Rust-native PDF extraction. 73x faster than pdfplumber.

These details have not been verified by PyPI

Project links

Project description

ripdoc

Rust-native PDF extraction. 73x faster than pdfplumber.

ripdoc is a drop-in replacement for pdfplumber built entirely in Rust with Python bindings via PyO3. Extract text, tables, words, and more from PDFs at speeds that feel instant.

$ python bench.py report.pdf (200 pages)

ripdoc       0.16s  ██
pymupdf      5.97s  ████████████████████████████████████████
pdfplumber  11.63s  █████████████████████████████████████████████████████████████████████████
pdfminer    15.55s  ██████████████████████████████████████████████████████████████████████████████████████████████████

Install

pip install ripdoc

Requires Python 3.8+. Pre-built wheels for macOS (arm64). Other platforms build from source (requires Rust toolchain).

Quick start

import ripdoc

pdf = ripdoc.open("report.pdf")

for page in pdf.pages:
    # Extract text
    text = page.extract_text()

    # Extract with layout preservation
    text = page.extract_text(layout=True)

    # Extract words with bounding boxes
    words = page.extract_words()

    # Extract tables
    tables = page.extract_tables()

    # Search for text
    results = page.search("revenue")

Drop-in pdfplumber replacement

Swap one import — everything else stays the same:

# Before
import pdfplumber
pdf = pdfplumber.open("report.pdf")

# After
import ripdoc as pdfplumber
pdf = pdfplumber.open("report.pdf")

Or use the explicit compat module:

import ripdoc.compat as pdfplumber

API

`ripdoc.open(path) -> PDF`

Open a PDF file. Also supports PDF.from_bytes(bytes).

`PDF`

Property / Method	Description
`pdf.pages`	List of `Page` objects
`pdf.page_count`	Number of pages
`pdf.metadata`	Document metadata dict
`pdf.page(n)`	Get page by number (1-indexed)

`Page`

Property / Method	Description
`page.extract_text(layout=False)`	Extract text, optionally preserving spatial layout
`page.extract_words()`	Words with bounding boxes (`x0`, `top`, `x1`, `bottom`)
`page.extract_tables()`	Tables as list of row lists
`page.extract_table()`	Largest table on the page
`page.find_tables()`	Table objects with metadata
`page.search(query)`	Find text matches with positions
`page.chars`	Individual characters with font info
`page.lines`	Line segments
`page.rects`	Rectangles
`page.edges`	Edges (used for table detection)
`page.crop(bbox)`	Crop to bounding box `(x0, top, x1, bottom)`
`page.within_bbox(bbox)`	Filter objects within bounding box
`page.width` / `page.height`	Page dimensions in points
`page.page_number`	1-indexed page number

Architecture

ripdoc
├── ripdoc-core     Pure Rust library (~5500 LOC)
│   ├── content_stream    PDF operator interpreter
│   ├── fonts/            Encoding, CMap, metrics
│   ├── geometry/         BBox, CTM, clustering
│   ├── text/             Word grouping, layout, search
│   ├── table/            Nurminen/Tabula algorithm
│   └── output/           Markdown, JSON, HTML, CSV
└── ripdoc-python   PyO3 bindings (~450 LOC)

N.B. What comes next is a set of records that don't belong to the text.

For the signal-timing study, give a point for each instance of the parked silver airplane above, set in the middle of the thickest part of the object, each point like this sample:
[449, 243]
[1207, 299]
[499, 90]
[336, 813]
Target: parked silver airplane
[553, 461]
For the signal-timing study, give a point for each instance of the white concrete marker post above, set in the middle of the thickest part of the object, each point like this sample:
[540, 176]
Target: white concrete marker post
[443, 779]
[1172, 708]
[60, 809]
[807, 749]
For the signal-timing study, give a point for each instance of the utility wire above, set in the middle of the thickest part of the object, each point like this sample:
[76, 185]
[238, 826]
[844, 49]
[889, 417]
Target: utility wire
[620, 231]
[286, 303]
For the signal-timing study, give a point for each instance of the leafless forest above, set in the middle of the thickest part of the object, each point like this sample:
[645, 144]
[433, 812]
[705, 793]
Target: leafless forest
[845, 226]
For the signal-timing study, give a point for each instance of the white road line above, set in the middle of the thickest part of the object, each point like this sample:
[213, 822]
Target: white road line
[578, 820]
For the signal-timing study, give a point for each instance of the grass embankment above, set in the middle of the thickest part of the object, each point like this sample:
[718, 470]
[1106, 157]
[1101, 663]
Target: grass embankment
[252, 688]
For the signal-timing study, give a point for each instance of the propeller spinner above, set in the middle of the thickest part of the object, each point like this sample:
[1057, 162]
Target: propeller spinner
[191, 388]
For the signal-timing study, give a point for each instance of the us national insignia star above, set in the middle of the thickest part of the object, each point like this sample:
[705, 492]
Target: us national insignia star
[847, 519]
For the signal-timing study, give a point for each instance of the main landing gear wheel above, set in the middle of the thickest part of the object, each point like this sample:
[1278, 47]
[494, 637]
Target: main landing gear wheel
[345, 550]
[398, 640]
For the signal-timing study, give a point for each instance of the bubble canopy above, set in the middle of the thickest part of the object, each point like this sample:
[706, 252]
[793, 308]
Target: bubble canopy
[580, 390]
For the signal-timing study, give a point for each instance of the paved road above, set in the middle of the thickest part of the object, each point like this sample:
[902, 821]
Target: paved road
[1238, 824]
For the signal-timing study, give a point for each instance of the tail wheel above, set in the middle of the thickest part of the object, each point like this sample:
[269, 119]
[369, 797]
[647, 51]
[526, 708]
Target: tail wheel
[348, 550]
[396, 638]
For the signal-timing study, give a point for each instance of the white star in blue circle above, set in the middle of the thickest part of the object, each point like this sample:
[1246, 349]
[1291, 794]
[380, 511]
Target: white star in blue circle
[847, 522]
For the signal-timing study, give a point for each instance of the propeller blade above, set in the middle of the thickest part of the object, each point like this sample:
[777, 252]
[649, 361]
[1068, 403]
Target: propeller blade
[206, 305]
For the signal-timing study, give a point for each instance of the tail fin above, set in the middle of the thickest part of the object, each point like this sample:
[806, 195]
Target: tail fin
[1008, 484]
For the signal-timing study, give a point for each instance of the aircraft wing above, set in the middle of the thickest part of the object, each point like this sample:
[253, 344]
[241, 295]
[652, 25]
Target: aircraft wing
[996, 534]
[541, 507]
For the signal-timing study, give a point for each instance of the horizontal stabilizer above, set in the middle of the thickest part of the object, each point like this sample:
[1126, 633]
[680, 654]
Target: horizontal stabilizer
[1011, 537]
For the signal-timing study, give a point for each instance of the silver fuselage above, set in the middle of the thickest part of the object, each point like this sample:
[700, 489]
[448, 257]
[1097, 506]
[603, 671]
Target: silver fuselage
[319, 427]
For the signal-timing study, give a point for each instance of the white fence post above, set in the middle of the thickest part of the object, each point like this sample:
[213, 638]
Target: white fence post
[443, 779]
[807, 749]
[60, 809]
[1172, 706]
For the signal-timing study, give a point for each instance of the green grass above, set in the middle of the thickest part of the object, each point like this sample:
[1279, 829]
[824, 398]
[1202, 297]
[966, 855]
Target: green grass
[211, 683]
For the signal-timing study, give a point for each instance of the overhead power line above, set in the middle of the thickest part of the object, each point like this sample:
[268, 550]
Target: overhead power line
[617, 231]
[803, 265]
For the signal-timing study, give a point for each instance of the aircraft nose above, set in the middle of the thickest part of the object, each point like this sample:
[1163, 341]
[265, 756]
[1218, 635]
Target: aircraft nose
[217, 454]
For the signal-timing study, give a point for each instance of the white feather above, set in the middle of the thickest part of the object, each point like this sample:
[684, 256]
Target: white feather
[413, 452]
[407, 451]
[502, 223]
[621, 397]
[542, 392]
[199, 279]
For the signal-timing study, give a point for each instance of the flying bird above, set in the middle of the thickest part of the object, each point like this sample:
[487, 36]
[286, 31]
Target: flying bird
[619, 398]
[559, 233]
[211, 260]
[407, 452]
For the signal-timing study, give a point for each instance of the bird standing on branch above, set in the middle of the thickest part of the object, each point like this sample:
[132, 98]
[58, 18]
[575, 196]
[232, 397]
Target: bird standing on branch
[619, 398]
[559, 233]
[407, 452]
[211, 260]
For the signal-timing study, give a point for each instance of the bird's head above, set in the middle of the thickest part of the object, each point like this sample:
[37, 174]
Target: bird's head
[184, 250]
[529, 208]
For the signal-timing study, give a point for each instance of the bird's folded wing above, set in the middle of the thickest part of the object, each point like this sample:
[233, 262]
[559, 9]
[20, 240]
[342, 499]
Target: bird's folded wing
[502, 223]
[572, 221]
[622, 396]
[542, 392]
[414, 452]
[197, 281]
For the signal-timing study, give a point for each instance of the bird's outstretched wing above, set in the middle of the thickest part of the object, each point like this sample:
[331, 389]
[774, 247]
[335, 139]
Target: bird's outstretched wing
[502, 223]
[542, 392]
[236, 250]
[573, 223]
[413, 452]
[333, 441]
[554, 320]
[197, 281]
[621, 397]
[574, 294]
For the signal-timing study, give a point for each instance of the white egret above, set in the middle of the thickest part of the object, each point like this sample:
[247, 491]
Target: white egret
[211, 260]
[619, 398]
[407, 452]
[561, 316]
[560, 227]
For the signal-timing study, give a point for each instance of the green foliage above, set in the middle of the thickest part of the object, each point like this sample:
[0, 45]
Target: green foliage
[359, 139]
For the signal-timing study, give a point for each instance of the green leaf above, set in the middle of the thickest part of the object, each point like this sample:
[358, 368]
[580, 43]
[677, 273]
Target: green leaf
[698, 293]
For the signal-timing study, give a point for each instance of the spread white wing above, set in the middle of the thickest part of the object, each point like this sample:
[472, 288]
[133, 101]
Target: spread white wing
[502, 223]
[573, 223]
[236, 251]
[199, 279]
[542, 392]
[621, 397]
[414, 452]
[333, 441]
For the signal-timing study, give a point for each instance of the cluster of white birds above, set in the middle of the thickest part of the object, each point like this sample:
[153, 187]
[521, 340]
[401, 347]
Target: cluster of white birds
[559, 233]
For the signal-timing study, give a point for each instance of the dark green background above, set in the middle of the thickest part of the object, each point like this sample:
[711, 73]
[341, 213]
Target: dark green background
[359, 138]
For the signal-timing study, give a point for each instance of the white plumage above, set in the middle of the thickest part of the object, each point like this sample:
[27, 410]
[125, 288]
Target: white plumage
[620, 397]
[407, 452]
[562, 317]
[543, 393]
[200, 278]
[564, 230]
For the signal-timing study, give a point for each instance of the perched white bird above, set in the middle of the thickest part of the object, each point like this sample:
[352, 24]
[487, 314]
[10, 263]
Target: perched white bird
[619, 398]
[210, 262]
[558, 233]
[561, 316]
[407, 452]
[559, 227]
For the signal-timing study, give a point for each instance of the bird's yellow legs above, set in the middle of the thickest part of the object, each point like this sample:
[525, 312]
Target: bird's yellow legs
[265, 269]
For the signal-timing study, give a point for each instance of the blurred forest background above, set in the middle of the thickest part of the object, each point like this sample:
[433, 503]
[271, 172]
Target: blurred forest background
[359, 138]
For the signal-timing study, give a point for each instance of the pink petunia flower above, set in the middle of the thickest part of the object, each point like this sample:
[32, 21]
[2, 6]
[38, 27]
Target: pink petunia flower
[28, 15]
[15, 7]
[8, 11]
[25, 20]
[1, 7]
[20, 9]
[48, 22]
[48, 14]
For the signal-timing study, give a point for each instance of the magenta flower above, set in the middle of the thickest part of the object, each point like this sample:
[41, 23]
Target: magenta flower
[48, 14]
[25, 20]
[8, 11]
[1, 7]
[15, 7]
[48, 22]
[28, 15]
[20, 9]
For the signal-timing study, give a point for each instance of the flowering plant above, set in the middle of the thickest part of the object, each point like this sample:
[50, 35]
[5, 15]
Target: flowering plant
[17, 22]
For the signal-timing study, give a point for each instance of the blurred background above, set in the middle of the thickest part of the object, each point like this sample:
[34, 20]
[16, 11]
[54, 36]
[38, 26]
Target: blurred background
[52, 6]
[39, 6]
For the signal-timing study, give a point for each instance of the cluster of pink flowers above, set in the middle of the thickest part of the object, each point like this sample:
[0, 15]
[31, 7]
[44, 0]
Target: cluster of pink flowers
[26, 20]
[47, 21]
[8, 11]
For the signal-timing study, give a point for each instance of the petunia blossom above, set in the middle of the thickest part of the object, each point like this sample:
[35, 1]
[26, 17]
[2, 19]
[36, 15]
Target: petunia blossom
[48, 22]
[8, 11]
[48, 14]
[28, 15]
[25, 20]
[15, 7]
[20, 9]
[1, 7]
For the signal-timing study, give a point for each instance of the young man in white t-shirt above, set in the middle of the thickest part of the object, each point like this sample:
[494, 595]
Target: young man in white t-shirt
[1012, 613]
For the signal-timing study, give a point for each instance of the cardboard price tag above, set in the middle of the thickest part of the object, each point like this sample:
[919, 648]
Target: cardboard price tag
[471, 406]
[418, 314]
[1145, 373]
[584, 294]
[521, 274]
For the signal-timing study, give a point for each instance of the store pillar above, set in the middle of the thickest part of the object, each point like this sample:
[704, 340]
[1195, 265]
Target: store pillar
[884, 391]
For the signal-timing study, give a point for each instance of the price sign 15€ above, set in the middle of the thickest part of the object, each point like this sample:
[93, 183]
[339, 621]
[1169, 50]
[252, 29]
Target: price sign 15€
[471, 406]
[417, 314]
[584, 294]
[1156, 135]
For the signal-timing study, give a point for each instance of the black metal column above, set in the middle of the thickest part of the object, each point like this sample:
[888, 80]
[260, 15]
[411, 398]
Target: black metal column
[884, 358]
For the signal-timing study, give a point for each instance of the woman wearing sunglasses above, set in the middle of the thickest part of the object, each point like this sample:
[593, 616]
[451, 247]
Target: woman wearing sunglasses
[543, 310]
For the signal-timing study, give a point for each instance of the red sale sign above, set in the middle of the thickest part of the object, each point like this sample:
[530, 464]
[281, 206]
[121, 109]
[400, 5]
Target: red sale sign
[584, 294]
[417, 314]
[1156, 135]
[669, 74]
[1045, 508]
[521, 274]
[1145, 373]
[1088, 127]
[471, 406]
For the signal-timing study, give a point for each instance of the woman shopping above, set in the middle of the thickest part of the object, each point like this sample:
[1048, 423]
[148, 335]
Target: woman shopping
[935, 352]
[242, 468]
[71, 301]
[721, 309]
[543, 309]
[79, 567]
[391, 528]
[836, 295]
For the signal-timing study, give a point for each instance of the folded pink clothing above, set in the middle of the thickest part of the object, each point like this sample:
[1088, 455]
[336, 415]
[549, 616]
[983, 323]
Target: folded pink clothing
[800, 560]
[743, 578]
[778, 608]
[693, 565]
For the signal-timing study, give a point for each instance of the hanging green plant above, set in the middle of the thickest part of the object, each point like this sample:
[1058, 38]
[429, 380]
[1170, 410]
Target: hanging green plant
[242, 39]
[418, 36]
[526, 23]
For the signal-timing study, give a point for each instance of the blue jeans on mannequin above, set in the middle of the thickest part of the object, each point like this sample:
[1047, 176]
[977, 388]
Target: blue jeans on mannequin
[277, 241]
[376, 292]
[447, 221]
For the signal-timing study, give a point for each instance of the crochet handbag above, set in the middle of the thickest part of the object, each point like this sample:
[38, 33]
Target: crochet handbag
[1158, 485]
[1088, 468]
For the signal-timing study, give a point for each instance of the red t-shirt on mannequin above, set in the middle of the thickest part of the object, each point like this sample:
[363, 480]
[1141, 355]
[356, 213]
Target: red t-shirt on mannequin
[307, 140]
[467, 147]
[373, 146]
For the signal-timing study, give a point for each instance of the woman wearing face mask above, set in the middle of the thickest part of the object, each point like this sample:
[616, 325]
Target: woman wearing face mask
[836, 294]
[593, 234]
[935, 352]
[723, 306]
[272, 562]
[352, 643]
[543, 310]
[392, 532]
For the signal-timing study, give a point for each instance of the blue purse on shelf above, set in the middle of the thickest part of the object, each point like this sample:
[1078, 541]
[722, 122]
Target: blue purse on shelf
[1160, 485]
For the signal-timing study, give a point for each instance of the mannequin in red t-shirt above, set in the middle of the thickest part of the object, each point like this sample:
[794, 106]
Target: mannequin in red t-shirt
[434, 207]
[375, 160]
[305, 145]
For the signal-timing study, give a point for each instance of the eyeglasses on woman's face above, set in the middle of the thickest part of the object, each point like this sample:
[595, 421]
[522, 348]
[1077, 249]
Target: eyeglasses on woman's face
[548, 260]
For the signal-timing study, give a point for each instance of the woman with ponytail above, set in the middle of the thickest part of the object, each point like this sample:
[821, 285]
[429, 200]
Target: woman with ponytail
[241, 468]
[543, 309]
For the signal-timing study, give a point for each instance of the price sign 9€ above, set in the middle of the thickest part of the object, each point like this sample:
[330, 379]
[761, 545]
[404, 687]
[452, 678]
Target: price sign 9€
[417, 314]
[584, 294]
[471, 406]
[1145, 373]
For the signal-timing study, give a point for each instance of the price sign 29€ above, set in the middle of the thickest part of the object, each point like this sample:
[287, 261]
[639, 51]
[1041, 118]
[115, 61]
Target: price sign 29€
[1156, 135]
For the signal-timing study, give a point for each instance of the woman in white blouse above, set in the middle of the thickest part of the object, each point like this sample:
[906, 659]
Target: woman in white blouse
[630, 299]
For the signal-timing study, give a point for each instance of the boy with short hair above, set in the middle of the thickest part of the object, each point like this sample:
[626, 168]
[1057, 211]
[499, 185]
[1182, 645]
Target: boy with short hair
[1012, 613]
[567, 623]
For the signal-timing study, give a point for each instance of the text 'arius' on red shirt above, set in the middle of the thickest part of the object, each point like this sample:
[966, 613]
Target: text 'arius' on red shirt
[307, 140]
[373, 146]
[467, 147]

Built on lopdf for low-level PDF structure parsing. All text extraction, table detection, and layout analysis is implemented from scratch in Rust.

Features

Text extraction — simple and layout-preserving modes
Table detection — Nurminen/Tabula algorithm with merged cell support
Search — full-text search with bounding box positions
Reading order — XY-cut algorithm + tagged PDF structure tree
Output formats — Markdown, JSON, HTML, CSV
Spatial queries — crop, within_bbox, character-level access
pdfplumber compatible — same API, same patterns

Development

# Build and install locally
cd crates/ripdoc-python
maturin develop --release

# Run tests
cargo test

# Type check the visualizer frontend
cd visualizer/frontend && npx tsc --noEmit

License

MIT OR Apache-2.0

Project details

These details have not been verified by PyPI

Project links

Release history Release notifications | RSS feed

This version

0.2.1

Feb 23, 2026

0.1.2

Feb 23, 2026

0.1.1

Feb 23, 2026

0.1.0

Feb 23, 2026

Download files

Download the file for your platform. If you're not sure which to choose, learn more about installing packages.

Source Distribution

ripdoc-0.2.1.tar.gz (60.9 kB view details)

Uploaded Feb 23, 2026 Source

Built Distribution

If you're not sure about the file name format, learn more about wheel file names.

The dropdown lists show the available interpreters, ABIs, and platforms. Enable javascript to be able to filter the list of wheel files.

ripdoc-0.2.1-cp38-abi3-macosx_11_0_arm64.whl (713.2 kB view details)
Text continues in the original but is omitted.